Summary — HB 5887 (Public Act 261 of 2024)

Amends: Michigan Penal Code (1931 PA 328) by adding section 213b (MCL 750.213b)
Sponsor: Rep. John Fitzgerald
Enacted: Approved by Governor Jan. 22, 2025; Effective April 2, 2025 (PA 261'24)

Purpose

Creates a specific criminal offense for sexual extortion (commonly called "sextortion") — i.e., threatening to release, create, exhibit, or distribute sexually explicit photographs or videos of a person to coerce that person to do (or refrain from doing) something, with the intent of obtaining additional sexually explicit material or anything else of value.

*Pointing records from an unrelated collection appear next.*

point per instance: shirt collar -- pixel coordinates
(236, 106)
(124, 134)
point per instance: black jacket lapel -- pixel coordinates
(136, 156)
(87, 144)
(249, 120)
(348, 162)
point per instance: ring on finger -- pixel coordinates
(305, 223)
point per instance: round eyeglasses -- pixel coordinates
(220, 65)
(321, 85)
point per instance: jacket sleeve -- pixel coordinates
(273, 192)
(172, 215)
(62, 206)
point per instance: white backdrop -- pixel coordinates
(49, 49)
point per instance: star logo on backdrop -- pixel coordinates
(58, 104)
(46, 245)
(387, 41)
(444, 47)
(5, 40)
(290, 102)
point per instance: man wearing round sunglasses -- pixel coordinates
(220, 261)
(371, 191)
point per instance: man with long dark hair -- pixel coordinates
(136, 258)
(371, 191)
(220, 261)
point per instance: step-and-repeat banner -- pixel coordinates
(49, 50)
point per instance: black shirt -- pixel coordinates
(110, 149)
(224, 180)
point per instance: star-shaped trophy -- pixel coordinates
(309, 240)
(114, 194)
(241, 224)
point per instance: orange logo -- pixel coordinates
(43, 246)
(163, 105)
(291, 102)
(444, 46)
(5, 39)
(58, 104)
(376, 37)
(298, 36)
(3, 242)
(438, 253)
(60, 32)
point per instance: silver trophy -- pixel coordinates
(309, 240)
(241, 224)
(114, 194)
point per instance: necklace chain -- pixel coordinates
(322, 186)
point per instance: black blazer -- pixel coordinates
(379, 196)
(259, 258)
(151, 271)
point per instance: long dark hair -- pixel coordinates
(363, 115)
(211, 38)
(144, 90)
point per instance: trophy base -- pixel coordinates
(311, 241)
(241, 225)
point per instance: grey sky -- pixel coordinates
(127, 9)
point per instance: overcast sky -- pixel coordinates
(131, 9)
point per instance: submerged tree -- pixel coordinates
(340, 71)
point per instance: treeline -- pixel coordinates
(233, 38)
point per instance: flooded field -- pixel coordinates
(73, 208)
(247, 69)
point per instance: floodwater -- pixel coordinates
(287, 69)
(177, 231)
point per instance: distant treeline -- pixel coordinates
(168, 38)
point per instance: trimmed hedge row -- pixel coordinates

Key elements of the offense

  • Mens rea and conduct: The actor must intentionally and maliciously threaten to release/exhibit/create/distribute sexually explicit visual material of another person to compel (or attempt to compel) that person to act or refrain from acting against their will.
  • Intended gain: The threat must be made with intent to obtain sexually explicit visual material or anything else of value.
  • Material covered: “Sexually explicit visual material” = photographs or videos depicting nudity, erotic fondling, sexual intercourse, or sadomasochistic abuse. “Nudity” is defined to include genitalia, anus, or female nipples/areola.

Penalties

  • First offense: felony — up to 5 years imprisonment, a fine up to $5,000, or both.
  • Second offense: felony — up to 10 years imprisonment, a fine up to $10,000, or both.
  • Third or subsequent offense: felony — up to 20 years imprisonment, a fine up to $20,000, or both.
  • Aggravated circumstances (increasing maximum to 25 years):
    • Victim is under 18 or a vulnerable adult and perpetrator is over 18; or
    • The victim suffers serious physical harm, serious mental harm, or death as a result of the offense.
  • Juvenile offenders (perpetrator under 18): classified as a misdemeanor — up to 1 year imprisonment. Courts may order behavioral health counseling.

Definitions (selected)

  • Serious physical harm: injury that threatens life, causes substantial disfigurement, or seriously impairs functioning.
  • Serious mental harm: mental injury causing substantial, visibly demonstrable alteration of mental functioning.
  • Vulnerable adult: as defined elsewhere in statute (section 145m).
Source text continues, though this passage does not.